The Student’s t distribution arises because we are averaging a Gaussian over a random covariance drawn from an inverse Wishart — the extra uncertainty about $\mbSigma$ inflates the tails of the marginal compared to a pure Gaussian. The multivariate Student’s t distribution with $\nu$ degrees of freedom, location $\mbmu$ , and scale matrix $\mbSigma$ has density,

\begin{align} \mathrm{St}(\mbx \mid \nu, \mbmu, \mbSigma) &= \frac{\Gamma\!\left(\frac{\nu + D}{2}\right)}{\Gamma\!\left(\frac{\nu}{2}\right)} (\nu \pi)^{-\frac{D}{2}} |\mbSigma|^{-\frac{1}{2}} \left[1 + \frac{\Delta^2}{\nu} \right]^{-\frac{\nu + D}{2}}, \end{align}

(46)

where $\Delta^2 = (\mbx - \mbmu)^\top \mbSigma^{-1} (\mbx - \mbmu)$ is the squared Mahalanobis distance. When $\nu$ is large, the term $[1 + \Delta^2/\nu]^{-(\nu+D)/2}$ converges to $e^{-\Delta^2/2}$ and the Student’s t approaches a Gaussian. When $\nu$ is small, the distribution has heavier tails than a Gaussian. The mean of the multivariate Student’s t is $\mbmu$ and the covariance is $\frac{\nu}{\nu - 2} \mbSigma$ (for $\nu > 2$ ) — the extra factor of $\nu / (\nu - 2) > 1$ reflects the heavier tails.

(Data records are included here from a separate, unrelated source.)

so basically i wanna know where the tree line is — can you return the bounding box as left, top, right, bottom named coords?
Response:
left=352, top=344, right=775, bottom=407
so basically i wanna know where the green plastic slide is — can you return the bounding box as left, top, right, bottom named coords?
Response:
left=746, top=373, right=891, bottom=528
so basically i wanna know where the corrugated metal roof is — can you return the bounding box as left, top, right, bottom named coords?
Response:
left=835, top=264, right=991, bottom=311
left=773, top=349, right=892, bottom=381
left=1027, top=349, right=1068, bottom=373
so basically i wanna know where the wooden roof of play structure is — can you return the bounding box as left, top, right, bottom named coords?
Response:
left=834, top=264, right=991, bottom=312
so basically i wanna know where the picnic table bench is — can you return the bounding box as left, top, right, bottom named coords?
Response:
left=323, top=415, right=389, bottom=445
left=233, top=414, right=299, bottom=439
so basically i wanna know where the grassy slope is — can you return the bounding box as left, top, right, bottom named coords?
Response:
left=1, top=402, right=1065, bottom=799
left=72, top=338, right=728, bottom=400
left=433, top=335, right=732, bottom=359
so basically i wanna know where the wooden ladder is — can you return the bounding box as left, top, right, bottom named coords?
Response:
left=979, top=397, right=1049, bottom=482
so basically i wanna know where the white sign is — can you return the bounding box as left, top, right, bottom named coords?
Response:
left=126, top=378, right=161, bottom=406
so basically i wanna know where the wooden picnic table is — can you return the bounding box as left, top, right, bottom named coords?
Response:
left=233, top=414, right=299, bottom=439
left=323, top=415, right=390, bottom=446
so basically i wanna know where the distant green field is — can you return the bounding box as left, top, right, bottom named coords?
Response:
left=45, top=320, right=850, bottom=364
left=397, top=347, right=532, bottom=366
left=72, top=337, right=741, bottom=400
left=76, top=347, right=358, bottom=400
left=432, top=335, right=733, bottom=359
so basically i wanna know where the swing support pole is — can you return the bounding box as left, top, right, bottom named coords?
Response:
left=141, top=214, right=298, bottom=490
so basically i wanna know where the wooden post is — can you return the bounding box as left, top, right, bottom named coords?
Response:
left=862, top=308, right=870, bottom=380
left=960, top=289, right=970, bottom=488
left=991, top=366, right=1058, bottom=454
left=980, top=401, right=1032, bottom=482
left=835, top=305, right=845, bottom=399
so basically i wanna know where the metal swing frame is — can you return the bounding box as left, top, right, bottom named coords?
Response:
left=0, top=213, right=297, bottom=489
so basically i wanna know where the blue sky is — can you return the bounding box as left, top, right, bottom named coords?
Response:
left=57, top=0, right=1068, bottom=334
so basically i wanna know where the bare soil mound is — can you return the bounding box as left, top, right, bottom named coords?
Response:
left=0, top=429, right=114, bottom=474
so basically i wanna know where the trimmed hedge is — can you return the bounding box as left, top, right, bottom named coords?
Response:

In our posterior, the effective degrees of freedom $\nu_N - D + 1 = \nu_0 + N - D + 1$ grow with the number of observations, so the posterior predictive distribution converges to a Gaussian as $N \to \infty$ , as we would expect when we become certain about $\mbSigma$ .

Conclusion¶

The multivariate normal distribution is the cornerstone of high-dimensional probabilistic modeling. Its key analytical properties — the ability to marginalize and condition in closed form, the Schur complement formula for conditional means and variances, and the Woodbury identity for efficient precision-form updates — appear repeatedly throughout the course. The conjugate prior framework generalizes naturally from the scalar case: the Wishart and inverse-Wishart distributions are the natural conjugates for the precision and covariance respectively, and the normal-inverse-Wishart prior gives a joint conjugate for unknown mean and covariance. The posterior marginal of the mean is a multivariate Student’s t, reflecting additional uncertainty from integrating out the unknown covariance.